BASF Group recently announced its financial figures in Q1 2019. The Group sales rose by 3% year on year to
€16.2 billion. Compared with Q1 2018, income from operations (EBIT) before special items declined
by €549 million to €1.7 billion.
“As expected, this is primarily due to the
considerably lower contributions from the Materials and Chemicals segments. In
these segments, we had exceptionally high isocyanates margins and strong
cracker margins in the first quarter of the previous year,” said Dr. Martin
Brudermüller, Chairman of the Board of Executive Directors of BASF SE.

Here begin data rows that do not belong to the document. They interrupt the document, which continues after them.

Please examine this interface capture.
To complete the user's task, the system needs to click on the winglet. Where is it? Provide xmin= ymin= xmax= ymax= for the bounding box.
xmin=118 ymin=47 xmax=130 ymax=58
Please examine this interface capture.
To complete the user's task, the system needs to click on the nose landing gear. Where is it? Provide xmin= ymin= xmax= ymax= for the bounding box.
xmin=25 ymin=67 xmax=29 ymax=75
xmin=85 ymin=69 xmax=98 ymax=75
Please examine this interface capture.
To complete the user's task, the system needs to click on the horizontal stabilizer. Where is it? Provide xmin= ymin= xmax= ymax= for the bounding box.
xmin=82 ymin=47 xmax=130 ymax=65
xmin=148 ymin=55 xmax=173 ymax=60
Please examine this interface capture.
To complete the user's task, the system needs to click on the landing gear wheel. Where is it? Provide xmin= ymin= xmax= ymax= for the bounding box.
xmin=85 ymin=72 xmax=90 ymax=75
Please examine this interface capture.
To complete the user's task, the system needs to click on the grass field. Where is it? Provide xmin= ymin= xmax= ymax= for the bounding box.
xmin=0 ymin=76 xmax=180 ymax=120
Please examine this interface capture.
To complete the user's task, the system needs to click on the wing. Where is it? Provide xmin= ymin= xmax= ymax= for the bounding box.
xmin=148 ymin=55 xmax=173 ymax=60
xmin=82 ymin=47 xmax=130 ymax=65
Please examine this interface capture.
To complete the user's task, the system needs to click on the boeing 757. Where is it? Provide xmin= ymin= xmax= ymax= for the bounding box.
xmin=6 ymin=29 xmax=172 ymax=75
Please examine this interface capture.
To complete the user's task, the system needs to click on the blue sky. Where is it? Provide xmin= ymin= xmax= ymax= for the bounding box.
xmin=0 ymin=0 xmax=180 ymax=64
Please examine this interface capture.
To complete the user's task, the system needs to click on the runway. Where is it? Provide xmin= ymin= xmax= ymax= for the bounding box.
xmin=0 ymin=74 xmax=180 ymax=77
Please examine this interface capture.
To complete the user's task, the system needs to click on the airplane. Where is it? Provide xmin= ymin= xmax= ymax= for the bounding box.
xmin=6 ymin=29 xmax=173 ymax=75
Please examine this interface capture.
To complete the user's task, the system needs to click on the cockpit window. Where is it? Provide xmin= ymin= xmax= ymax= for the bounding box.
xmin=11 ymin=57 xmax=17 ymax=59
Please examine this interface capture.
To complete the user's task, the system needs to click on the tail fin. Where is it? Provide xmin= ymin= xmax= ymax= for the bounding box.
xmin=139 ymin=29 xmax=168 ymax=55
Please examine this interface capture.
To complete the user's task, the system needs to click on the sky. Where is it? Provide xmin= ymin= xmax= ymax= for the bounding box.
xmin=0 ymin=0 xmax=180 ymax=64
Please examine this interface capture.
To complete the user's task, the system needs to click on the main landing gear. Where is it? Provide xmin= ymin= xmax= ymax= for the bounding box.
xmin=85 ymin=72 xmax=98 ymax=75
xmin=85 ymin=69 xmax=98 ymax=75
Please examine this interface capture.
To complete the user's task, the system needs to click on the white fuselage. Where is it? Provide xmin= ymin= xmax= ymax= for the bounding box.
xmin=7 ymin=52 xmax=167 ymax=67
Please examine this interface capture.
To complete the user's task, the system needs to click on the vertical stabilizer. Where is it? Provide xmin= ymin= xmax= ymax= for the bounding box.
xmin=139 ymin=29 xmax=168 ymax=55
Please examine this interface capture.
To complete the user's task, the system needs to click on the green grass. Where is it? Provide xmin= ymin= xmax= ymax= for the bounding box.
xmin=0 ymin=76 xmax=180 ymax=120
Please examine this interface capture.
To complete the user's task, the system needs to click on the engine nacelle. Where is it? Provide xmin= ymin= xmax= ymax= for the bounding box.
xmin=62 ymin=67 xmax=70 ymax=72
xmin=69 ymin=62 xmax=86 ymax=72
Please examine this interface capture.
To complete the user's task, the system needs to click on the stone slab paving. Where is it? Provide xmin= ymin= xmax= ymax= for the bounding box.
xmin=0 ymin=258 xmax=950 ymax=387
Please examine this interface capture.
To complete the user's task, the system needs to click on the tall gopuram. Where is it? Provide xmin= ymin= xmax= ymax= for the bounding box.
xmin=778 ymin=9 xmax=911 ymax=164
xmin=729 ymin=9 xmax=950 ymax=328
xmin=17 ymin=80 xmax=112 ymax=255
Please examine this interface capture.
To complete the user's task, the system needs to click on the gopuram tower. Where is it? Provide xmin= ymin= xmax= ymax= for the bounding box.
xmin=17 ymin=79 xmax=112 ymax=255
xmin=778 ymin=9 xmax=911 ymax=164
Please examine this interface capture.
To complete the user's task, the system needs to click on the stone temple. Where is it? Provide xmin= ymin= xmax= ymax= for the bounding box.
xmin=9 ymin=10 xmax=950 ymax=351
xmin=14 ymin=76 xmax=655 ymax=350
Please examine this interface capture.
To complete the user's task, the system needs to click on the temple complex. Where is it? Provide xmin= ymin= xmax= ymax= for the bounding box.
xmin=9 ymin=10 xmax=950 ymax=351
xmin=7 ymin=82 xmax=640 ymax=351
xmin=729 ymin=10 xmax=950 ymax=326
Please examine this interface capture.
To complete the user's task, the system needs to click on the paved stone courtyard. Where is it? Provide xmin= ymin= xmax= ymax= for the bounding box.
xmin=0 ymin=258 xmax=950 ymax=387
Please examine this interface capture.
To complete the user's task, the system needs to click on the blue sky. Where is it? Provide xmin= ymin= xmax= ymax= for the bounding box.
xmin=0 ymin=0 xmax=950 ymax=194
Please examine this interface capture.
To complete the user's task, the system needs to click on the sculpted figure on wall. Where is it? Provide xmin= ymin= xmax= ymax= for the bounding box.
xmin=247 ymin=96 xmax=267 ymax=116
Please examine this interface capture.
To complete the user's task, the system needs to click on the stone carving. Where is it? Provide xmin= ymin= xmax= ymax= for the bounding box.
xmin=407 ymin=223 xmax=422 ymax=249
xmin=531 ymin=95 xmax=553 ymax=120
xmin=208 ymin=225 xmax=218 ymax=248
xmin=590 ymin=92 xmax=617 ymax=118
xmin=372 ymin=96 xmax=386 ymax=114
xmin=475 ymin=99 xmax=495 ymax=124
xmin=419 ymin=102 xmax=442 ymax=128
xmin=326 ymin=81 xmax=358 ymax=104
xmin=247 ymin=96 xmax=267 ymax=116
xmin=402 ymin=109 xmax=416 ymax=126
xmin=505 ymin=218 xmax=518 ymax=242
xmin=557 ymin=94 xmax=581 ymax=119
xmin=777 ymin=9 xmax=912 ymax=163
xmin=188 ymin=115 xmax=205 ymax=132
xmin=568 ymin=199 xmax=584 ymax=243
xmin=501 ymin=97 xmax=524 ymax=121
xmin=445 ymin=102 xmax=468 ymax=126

Global economic growth in the first quarter
of 2019 was shaped by geopolitical developments and trade conflicts, especially
between the United States and China. The generally subdued market sentiment was
reflected in the wait-and-see attitude of many customers. Consequently, BASF
Group experienced weakening demand from key customer industries, especially the
automotive sector.
Business
development in the segments
Sales in the Chemicals segment [comprising Petrochemicals and Intermediates] declined
by 13% compared with Q1 2018 to €2.5
billion. The Petrochemicals division in particular saw a considerable decline
in sales, while the Intermediates division recorded a slight decrease. Sales
development was driven by lower volumes and prices in both divisions.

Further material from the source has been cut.